Kent Annan’s “Slow Kingdom Coming” (InterVarsity Press, 2016) is the latest in a sequence of books that have helped to teach us about loving our global neighbor. As such, it is important to place Annan’s book in context with its literary parents and grandparents, books that have emerged as modern classics and themselves have new editions that are must-reads for Christians who choose to become involved with the poor.
Two generations ago it would seem that much of American evangelicalism had the same view of “neighbor” that was shared by the very audience to whom Jesus addressed his famous parable. This contentment, this complacency with the view of our neighbor as merely our localized neighbor, was shattered by Ron Sider in his Rich Christians in an Age of Hunger. Originally published in 1977, it was one of those books you hardly had to read because even its mere title seemed to elicit a call to action. The greatness of great books is almost always influenced by their timing, and Sider’s book appeared at an important early period of globalized media. This was a period when new technology allowed us to witness the lives of the poor in the developing world at a time when Americans had begun to attain a state of affluence that allowed them to feel capable of caring for people on the other side of the world who neither looked, nor spoke, nor lived like us.

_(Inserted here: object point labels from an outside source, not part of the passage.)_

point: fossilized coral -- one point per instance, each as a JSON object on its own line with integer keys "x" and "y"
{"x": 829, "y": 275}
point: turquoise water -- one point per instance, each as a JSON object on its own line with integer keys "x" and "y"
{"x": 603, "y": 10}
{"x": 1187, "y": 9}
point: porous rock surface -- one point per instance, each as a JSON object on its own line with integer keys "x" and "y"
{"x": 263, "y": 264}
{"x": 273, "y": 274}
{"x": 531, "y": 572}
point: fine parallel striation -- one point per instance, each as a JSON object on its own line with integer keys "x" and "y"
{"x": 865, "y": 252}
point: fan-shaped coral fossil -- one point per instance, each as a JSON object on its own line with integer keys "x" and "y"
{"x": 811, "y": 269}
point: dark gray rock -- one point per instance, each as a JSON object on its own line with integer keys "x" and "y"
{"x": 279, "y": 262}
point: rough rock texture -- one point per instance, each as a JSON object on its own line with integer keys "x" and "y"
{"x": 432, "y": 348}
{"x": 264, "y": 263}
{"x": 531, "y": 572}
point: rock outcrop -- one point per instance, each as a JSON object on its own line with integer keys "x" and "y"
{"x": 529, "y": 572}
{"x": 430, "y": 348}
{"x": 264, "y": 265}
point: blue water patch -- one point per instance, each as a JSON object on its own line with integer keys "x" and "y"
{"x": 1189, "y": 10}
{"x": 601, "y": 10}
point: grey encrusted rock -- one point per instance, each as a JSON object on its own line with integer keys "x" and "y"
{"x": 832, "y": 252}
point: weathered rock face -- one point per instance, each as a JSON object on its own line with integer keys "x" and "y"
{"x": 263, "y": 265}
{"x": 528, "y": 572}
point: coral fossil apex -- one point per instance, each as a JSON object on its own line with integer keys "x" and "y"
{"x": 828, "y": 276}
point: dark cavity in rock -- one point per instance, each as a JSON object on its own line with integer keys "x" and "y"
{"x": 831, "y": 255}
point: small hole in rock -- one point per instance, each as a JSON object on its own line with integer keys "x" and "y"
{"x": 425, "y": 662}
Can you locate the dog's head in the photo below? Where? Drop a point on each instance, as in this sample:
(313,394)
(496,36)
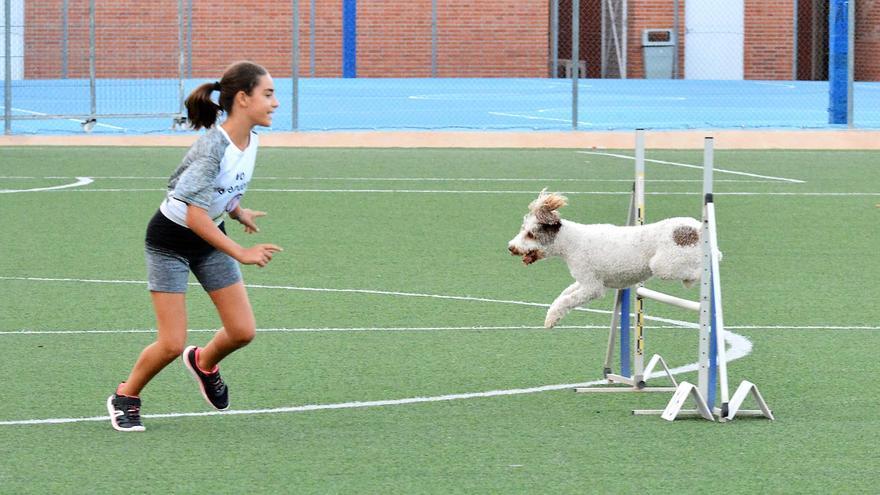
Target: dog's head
(539,228)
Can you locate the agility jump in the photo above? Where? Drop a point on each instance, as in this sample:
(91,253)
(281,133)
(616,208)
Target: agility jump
(712,370)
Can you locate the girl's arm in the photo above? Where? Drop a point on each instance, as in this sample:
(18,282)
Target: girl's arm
(198,220)
(247,217)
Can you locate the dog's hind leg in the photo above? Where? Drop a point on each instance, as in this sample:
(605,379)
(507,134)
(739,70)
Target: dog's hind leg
(573,296)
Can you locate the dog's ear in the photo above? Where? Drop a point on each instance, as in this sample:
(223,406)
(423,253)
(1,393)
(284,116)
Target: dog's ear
(549,202)
(545,206)
(553,202)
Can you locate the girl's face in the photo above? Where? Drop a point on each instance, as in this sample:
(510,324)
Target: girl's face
(261,103)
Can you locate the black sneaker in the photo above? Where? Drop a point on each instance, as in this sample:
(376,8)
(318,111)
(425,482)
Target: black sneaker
(125,413)
(213,389)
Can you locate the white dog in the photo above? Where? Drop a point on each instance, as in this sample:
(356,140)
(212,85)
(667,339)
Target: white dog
(603,256)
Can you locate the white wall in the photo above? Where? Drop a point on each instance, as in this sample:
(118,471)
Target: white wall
(714,39)
(17,43)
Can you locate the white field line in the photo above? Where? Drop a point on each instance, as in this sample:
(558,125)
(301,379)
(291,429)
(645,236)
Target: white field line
(426,329)
(31,112)
(80,181)
(533,117)
(739,347)
(412,179)
(699,167)
(531,192)
(320,329)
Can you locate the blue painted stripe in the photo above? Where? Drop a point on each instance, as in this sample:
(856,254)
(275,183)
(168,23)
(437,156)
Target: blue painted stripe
(838,49)
(349,38)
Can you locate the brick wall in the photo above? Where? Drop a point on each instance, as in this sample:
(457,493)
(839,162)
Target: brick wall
(502,38)
(139,39)
(769,39)
(867,59)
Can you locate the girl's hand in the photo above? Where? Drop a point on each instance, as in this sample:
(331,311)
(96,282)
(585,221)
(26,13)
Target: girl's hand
(259,255)
(247,217)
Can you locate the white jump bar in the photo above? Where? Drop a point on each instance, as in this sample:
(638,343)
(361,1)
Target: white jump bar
(666,298)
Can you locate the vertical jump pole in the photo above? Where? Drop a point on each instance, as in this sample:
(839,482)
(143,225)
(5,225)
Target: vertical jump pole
(575,56)
(93,106)
(620,315)
(7,66)
(703,374)
(719,353)
(639,201)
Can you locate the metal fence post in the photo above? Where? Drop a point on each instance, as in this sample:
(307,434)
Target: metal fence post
(294,69)
(181,56)
(7,54)
(433,38)
(312,39)
(189,39)
(676,27)
(65,37)
(554,39)
(575,57)
(850,62)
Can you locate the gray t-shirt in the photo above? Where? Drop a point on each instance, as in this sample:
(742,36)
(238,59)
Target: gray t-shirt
(213,175)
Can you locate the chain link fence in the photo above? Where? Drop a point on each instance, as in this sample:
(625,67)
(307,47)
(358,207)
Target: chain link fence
(125,67)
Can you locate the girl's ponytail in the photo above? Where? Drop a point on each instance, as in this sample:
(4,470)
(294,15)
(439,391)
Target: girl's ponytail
(200,109)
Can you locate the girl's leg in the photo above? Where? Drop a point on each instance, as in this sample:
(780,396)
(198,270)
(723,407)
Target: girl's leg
(239,326)
(170,310)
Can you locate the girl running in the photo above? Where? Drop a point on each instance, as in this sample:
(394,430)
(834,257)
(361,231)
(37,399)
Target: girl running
(187,233)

The main impact of the early editions of Rich Christians was, frankly, in producing a kind of holy guilt. The strength of the first edition of the book was not in its economics, which was often terrible. It was not in its understanding of the causes of poverty, which were often wrong. It was not even in the interventions and action for which it advocated, which were often naïve. The greatness of the early editions of Sider’s book was simply in its challenge: Here are your global neighbors, rich Christian. How are you going to respond?
Rich Christians, however, turned out to be not so much a single book, but a living organism. It has matured over its six editions, in many aspects radically so (even to the extent that international trade is now seen as good!), and its latest edition, published in 2015, contains vastly improved chapters on the causes of poverty and what are likely to constitute successful interventions at both micro and macro levels. As Sider has learned, his readers have learned. And the 2015 edition is a book worth reading, even if one was powerfully influenced by the first edition nearly two generations ago.